Dr. Benham said one method to reduce the stigma of receiving care is the interaction team members will have with soldiers in professional and informal situations.
“It’s really bidirectional instead of having folks come here for their care,” he said.
Asked whether having such care close to fellow soldiers and supervisors would create concerns about privacy, Dr. Benham said he did not see that risk.
“It’s not like people are taking names at the door,” he said.
Dr. Benham said the facilities have been met positively by division, brigade and battalion leaders, who he said were concerned about their soldiers’ well-being and performance.
“They know our investment is to get soldiers back to work, or, if not, to have a successful transition out of the military,” he said.
The local teams will be made up of 13 staff members, including a psychiatrist or psychiatric nurse practitioner, three psychologists, three social workers, a nurse case manager, a licensed practical nurse, two social services assistants and two clerical staff members. Dr. Benham said half of the teams’ staff will be new hires, with the rest from already-operating facilities.
The brigades will pair a behavioral health officer with the teams.

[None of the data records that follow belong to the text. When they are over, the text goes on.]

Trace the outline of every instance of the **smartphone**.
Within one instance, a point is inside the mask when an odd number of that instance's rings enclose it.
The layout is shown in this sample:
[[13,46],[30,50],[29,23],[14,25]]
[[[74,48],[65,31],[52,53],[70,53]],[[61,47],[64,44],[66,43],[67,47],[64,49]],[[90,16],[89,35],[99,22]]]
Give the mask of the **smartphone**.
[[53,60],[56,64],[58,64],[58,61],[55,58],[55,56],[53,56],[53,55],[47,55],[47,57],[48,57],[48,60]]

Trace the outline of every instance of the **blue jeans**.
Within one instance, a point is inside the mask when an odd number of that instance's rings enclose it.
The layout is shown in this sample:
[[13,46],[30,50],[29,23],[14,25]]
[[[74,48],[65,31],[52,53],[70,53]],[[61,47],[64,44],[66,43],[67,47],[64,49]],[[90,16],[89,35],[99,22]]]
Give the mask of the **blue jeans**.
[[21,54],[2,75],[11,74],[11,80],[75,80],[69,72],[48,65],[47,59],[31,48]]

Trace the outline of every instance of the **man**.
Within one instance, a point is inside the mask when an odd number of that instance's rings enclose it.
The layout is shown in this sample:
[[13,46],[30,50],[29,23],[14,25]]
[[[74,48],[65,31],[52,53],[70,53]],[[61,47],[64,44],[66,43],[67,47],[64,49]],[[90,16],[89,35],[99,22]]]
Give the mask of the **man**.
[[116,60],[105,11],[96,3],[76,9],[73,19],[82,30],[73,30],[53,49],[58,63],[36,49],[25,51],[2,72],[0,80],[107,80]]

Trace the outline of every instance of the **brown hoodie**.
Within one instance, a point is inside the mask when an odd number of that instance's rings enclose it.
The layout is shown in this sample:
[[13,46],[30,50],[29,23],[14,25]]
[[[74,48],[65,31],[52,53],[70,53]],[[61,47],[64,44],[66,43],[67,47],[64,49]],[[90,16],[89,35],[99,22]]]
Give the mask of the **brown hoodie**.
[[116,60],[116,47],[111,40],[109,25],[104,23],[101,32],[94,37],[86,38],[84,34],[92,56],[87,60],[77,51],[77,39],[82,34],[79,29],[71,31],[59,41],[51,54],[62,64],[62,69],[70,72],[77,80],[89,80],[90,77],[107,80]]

After the three combat brigades are outfitted, Dr. Benham said, smaller teams may be assembled for other units around the 10th Mountain Division, including the 10th Combat Aviation Brigade and 10th Sustainment Brigade.
The behavioral health care teams mirror the Army Medical Home model, which pairs patients with a group of medical providers who track their care.
The development of the paired teams and facilities on post is a continuation of several areas of growth for soldier behavioral health care. The post is changing providers for an off-post behavioral health clinic that will result in a new space in West Carthage.
The embedded behavioral health initiative is one that is moving across much of the military. According to the Office of the Surgeon General, U.S. Army Medical Command, the military plans to establish embedded care for all operational units by fiscal year 2016. The Army will spend $68.21 million for the care in fiscal year 2013, a figure that the office anticipated would increase to $127.05 million in fiscal year 2016.
Dr. Benham called the focus and expanding funding for behavioral health a “huge deal.”
“You can see behavioral health is one of the top priorities of the military,” he said. “We’re definitely getting the care we need.”